Cumin Spiced Shrimp with Mango Lime Cumin Vinaigrette


  • 1 1/2 lbs large shrimp, peeled and deveined
  • 1/2 tsp salt
  • 1 tsp ground cumin (freshly ground seeds are best)
  • 1/2 tsp black pepper
  • 1/2 tsp chili powder
  • 3 tbs extra virgin olive oil, divided
  • 2 cups fresh diced mango
  • 2 tbs chopped cilantro, for garnish
  • For the vinaigrette-
  • 2 tsp lime zest
  • Juice of 1 lime
  • 1 tbs orange jluice
  • 1 tbs honey
  • kosher salt and black pepper to taste
  • 1-2 tsp ground cumin
  •  Place shrimp in a large zip lock plastic bag.
  • Add salt, next 3 ingredients, and 2 tbs of oil.
  • Seal bag, tossing to coat shrimp in the marinade. Chill for 1 hour.

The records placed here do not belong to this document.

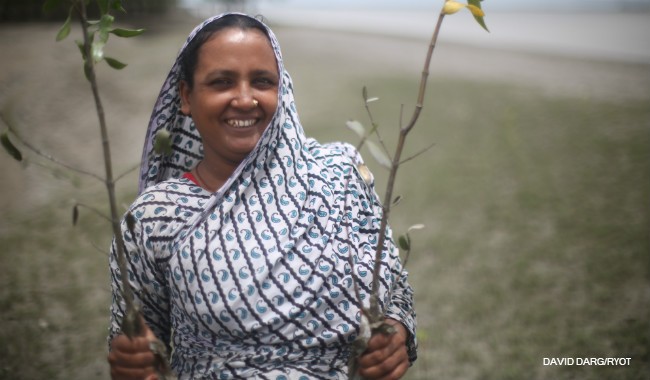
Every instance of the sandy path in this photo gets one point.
(42, 88)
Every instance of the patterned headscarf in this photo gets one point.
(274, 244)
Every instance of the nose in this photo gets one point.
(243, 98)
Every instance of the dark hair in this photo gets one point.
(190, 56)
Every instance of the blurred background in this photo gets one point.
(535, 196)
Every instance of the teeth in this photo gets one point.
(241, 123)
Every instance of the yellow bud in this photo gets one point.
(452, 7)
(476, 11)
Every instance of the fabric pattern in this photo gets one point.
(257, 279)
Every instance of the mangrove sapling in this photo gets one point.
(95, 36)
(373, 320)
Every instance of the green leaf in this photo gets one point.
(126, 33)
(379, 155)
(404, 242)
(65, 29)
(49, 5)
(104, 25)
(163, 143)
(80, 45)
(97, 51)
(10, 147)
(478, 18)
(103, 6)
(117, 6)
(356, 127)
(87, 69)
(114, 63)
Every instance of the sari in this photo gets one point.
(256, 280)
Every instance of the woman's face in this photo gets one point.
(235, 93)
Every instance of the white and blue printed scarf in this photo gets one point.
(254, 280)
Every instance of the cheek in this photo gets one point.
(270, 104)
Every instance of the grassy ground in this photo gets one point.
(536, 245)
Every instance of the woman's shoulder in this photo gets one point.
(338, 152)
(171, 197)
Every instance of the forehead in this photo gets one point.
(245, 46)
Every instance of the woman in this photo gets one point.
(240, 254)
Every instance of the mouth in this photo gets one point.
(241, 123)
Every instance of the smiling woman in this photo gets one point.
(232, 97)
(250, 246)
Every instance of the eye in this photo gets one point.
(264, 83)
(221, 82)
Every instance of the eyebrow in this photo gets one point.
(233, 73)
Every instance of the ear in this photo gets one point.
(184, 89)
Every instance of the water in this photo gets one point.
(608, 36)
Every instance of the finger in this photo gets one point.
(125, 344)
(131, 360)
(395, 374)
(380, 348)
(119, 373)
(394, 365)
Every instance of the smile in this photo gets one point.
(238, 123)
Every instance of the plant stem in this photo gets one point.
(375, 313)
(131, 318)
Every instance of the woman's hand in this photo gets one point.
(131, 359)
(386, 357)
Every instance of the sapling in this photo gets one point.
(373, 320)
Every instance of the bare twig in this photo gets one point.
(96, 211)
(421, 152)
(46, 156)
(375, 314)
(131, 322)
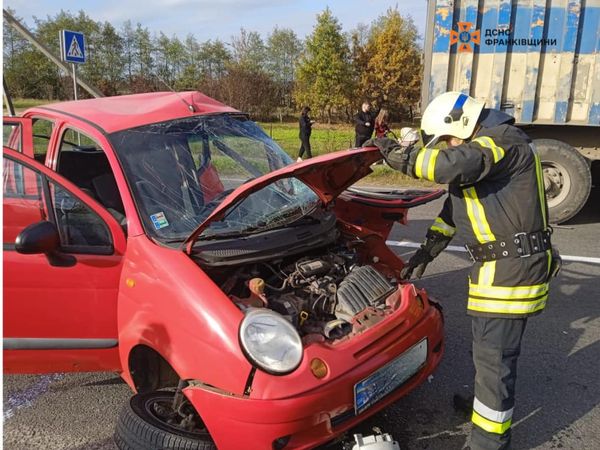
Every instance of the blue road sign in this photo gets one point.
(73, 47)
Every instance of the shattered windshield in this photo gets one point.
(179, 171)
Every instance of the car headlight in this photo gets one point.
(270, 342)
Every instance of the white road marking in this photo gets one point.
(26, 397)
(456, 248)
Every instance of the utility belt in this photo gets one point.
(521, 245)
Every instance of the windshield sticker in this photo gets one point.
(159, 220)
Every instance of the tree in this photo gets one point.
(282, 52)
(128, 37)
(143, 62)
(214, 58)
(248, 90)
(324, 69)
(191, 73)
(249, 50)
(392, 76)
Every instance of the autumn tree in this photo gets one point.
(282, 51)
(391, 76)
(324, 69)
(249, 50)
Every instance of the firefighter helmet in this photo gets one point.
(451, 114)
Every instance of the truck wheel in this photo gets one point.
(567, 178)
(148, 422)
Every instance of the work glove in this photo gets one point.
(434, 244)
(398, 157)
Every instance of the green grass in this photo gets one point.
(22, 104)
(325, 139)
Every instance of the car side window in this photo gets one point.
(22, 200)
(42, 131)
(11, 136)
(82, 161)
(81, 230)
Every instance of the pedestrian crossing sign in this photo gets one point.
(72, 46)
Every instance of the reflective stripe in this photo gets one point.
(540, 185)
(506, 307)
(486, 273)
(425, 163)
(491, 414)
(476, 214)
(489, 425)
(488, 142)
(508, 292)
(442, 227)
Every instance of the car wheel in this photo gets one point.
(148, 422)
(567, 178)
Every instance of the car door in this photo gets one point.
(60, 308)
(378, 209)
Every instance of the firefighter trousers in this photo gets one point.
(496, 348)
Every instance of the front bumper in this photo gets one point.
(311, 417)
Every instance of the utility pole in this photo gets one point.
(42, 48)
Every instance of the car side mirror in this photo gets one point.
(42, 237)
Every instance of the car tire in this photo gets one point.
(567, 178)
(139, 429)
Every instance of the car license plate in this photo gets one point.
(379, 384)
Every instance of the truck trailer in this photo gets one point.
(538, 60)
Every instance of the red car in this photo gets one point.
(248, 301)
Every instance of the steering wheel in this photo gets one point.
(221, 195)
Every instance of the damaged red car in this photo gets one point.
(248, 301)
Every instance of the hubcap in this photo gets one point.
(557, 182)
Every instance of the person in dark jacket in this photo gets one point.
(497, 203)
(382, 127)
(305, 131)
(363, 125)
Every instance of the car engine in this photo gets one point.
(330, 295)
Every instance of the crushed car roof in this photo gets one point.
(129, 111)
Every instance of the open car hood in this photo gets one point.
(327, 175)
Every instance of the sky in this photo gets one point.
(212, 19)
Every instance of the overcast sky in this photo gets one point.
(211, 19)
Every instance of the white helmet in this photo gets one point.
(451, 114)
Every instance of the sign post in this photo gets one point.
(72, 49)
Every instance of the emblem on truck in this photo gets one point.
(464, 37)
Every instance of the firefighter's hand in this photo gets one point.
(417, 263)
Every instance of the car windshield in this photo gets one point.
(179, 171)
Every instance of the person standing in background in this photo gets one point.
(363, 125)
(382, 127)
(305, 131)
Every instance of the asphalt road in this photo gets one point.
(558, 390)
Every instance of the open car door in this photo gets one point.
(377, 210)
(62, 258)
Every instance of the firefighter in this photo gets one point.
(497, 203)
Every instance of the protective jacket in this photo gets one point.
(496, 191)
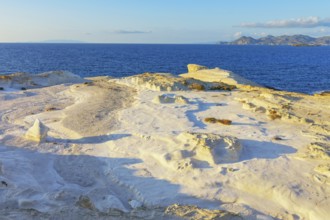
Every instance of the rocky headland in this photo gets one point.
(207, 144)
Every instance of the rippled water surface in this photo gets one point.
(301, 69)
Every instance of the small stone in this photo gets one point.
(135, 204)
(194, 68)
(37, 132)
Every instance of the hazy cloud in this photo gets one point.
(132, 32)
(309, 22)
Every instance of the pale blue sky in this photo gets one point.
(159, 21)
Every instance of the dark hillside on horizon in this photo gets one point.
(294, 40)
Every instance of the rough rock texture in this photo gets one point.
(214, 148)
(219, 75)
(27, 80)
(168, 82)
(166, 98)
(194, 212)
(194, 68)
(37, 132)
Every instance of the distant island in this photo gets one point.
(294, 40)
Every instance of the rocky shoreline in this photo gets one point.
(207, 144)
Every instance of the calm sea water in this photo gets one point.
(300, 69)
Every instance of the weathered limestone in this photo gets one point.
(194, 68)
(37, 132)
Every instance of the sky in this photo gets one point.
(159, 21)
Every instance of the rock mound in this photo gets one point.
(37, 132)
(169, 82)
(195, 67)
(167, 98)
(213, 148)
(217, 75)
(26, 80)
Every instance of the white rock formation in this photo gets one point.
(37, 132)
(214, 148)
(194, 68)
(218, 75)
(166, 98)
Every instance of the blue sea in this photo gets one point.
(299, 69)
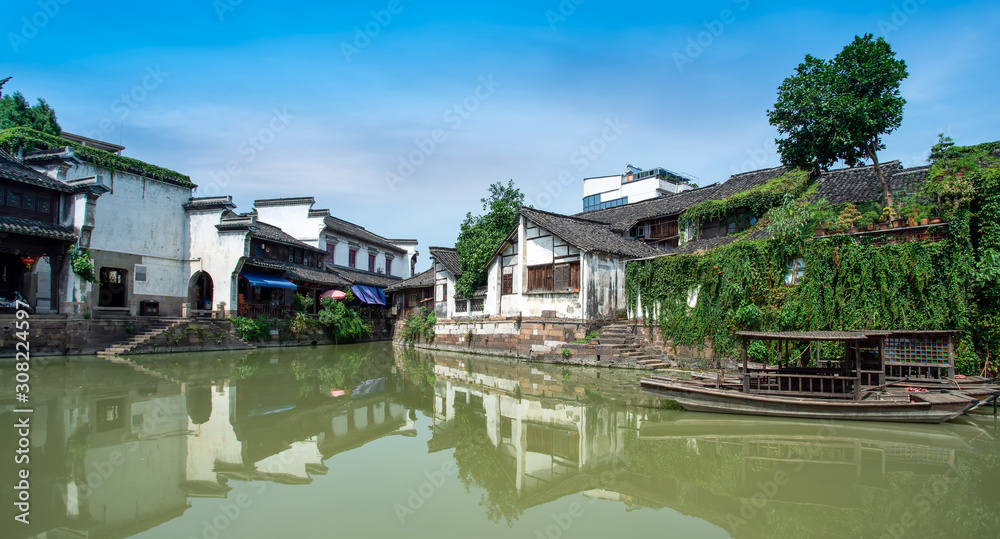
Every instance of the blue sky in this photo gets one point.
(330, 99)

  • Heat remaining 1 tbs oil in a large non-stick skillet over medium high heat.
  • Add shrimp and cook, turning once, about 2-3 minutes total. Allow to cool.
  • Combine shrimp, mango, lime-cumin vinaigrette in a bowl, tossing to coat.
  • Place shrimp evenly in each of 6 lettuce cups and sprinkle with cilantro and season with salt and pepper.